For example, calculating $101^{17} \mod 22663$

res = pow(101, 17, 22663)
print(res)

Public keys

RSA encryption is modular exponentiation of a message with an exponent $e$ and a modulus $n$ , which is a product of two large prime numbers $p$ and $q$ .

This is the public key: $(N, e)$ . The most common value for $e$ is $65537$ ( $0x10001$ ).

For example: Encrypt the number $12$ using the exponent $65537$ and the primes $p = 17$ and $q = 23$ .

p = 17
q = 23
n = p * q
e = 65537
message = 12

ciphertext = pow(message, e, n)
print(ciphertext)

Euler's totient

RSA relies on the difficulty of the prime factorization problem.

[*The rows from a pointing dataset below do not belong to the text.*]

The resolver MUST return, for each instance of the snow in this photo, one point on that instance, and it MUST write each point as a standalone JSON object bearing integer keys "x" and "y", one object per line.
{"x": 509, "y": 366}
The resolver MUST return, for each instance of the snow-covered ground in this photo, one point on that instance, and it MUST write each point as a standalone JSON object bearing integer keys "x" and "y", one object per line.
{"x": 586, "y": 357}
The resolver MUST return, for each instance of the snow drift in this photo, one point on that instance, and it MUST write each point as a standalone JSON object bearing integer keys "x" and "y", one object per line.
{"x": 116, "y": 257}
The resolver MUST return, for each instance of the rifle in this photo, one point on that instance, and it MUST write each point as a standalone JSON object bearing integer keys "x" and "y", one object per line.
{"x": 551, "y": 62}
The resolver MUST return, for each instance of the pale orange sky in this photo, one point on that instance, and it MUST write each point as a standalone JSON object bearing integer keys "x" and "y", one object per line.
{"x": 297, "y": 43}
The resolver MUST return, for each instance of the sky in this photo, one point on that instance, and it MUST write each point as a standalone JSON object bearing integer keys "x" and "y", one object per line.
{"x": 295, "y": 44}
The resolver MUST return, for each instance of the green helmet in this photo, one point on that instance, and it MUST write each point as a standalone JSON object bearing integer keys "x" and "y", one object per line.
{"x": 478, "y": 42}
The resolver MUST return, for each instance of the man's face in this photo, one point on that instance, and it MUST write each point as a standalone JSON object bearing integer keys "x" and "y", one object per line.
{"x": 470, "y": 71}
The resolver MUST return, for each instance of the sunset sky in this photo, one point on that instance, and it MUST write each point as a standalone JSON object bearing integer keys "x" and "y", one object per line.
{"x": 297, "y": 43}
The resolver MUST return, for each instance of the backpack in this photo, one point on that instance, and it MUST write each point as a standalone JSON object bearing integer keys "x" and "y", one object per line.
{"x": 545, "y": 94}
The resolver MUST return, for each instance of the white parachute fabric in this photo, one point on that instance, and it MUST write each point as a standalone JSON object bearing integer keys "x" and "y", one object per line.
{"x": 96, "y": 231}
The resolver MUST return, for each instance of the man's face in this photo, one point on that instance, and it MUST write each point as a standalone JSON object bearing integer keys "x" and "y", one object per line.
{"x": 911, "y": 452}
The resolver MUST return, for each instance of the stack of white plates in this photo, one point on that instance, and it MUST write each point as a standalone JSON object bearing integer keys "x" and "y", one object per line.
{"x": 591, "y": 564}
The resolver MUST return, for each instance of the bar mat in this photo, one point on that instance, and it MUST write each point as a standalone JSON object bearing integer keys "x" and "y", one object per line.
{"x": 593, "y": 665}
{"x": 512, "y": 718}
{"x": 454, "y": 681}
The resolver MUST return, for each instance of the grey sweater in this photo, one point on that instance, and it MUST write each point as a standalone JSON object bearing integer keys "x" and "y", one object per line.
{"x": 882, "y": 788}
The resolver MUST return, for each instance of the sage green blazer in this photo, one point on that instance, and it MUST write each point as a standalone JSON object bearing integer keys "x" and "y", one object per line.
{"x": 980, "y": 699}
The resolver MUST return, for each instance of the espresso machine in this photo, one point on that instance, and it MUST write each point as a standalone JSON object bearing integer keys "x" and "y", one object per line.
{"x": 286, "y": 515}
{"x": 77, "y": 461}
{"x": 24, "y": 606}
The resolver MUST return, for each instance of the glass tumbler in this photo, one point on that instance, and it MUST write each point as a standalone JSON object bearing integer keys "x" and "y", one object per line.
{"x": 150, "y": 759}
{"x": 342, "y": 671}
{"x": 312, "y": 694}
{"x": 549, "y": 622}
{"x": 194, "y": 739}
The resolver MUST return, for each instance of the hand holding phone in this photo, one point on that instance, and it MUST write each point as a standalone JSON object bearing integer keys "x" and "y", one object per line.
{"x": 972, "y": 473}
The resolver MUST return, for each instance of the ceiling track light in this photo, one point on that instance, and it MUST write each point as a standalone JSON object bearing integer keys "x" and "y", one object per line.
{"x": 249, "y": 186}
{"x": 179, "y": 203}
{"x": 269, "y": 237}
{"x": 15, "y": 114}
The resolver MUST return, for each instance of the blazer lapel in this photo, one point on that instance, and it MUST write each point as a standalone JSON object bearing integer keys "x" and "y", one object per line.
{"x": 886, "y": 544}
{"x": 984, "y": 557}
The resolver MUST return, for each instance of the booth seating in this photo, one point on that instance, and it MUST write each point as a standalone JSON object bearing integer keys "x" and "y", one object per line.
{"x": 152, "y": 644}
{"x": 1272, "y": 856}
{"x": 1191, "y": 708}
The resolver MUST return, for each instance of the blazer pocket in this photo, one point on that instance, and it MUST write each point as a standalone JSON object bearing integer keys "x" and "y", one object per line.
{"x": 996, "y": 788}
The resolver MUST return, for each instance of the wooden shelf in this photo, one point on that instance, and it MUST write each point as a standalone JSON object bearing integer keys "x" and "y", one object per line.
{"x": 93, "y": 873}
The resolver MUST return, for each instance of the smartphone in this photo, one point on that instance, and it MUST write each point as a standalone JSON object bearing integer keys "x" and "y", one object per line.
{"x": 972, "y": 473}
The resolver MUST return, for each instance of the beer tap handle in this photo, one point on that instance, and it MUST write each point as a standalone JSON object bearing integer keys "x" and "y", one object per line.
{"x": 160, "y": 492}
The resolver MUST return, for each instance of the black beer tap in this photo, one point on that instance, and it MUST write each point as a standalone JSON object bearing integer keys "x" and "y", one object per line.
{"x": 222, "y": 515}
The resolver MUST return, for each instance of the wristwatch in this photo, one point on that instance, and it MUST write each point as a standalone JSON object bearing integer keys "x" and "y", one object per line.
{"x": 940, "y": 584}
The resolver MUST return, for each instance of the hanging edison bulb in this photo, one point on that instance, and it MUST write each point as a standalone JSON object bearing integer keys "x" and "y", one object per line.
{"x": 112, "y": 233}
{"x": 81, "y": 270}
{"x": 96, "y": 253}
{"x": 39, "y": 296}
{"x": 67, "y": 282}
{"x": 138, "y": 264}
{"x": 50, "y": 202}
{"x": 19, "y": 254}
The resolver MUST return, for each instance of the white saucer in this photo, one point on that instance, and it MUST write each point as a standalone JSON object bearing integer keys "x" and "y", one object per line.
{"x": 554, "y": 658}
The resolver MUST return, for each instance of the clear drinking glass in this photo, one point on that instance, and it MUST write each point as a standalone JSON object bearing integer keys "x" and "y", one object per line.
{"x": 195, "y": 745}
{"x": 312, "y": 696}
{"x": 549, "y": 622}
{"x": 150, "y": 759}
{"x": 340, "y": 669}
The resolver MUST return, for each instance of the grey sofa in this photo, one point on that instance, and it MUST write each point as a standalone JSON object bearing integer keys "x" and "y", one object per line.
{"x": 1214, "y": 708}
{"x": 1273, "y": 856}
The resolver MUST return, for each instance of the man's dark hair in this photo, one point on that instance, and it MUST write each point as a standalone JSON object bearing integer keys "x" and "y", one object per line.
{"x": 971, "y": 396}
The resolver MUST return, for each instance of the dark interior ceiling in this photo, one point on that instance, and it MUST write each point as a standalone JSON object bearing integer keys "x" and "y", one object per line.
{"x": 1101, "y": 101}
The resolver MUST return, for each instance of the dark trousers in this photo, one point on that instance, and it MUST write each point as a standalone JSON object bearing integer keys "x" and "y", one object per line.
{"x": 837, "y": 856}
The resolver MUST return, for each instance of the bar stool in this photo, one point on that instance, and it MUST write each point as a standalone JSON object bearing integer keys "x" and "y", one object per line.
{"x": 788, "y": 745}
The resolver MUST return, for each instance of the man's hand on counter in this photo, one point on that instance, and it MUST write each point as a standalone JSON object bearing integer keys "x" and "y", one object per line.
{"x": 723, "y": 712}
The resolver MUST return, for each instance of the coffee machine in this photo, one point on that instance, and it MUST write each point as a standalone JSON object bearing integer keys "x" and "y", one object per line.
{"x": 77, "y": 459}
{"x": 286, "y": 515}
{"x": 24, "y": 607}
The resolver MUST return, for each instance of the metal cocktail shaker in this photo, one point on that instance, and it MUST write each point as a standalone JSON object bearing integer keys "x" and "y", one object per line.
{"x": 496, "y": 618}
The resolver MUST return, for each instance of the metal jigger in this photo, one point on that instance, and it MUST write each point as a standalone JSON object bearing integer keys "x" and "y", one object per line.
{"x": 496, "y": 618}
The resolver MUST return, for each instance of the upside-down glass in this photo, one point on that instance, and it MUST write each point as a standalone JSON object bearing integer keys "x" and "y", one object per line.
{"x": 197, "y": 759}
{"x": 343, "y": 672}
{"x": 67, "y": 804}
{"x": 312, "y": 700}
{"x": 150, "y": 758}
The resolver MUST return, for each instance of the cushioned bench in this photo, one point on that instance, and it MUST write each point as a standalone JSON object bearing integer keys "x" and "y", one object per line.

If the prime factors of $N$ is deduced, then we can calculate Euler's totient function $\phi(N)$ and decrypt the message.

For example: Given $N = pq$ and two primes:

p = 857504083339712752489993810777
q = 1029224947942998075080348647219

Calculate $\phi(N)$ .

p = 857504083339712752489993810777
q = 1029224947942998075080348647219
n = p * q
phi_n = (p - 1) * (q - 1)
print(phi_n)

Private keys

The private keys $d$ is used to decrypt messages created with the corresponding public key $(N, e)$ . It's also used to sign a message.

In RSA, the private keys is the modular multiplicative inverse of $e$ modulo $\phi(N)$ .

For example: Given the two primes:

p = 857504083339712752489993810777
q = 1029224947942998075080348647219

and the exponent $e = 65537$ , calculate the private key $d = e^{-1} \mod \phi(N)$ .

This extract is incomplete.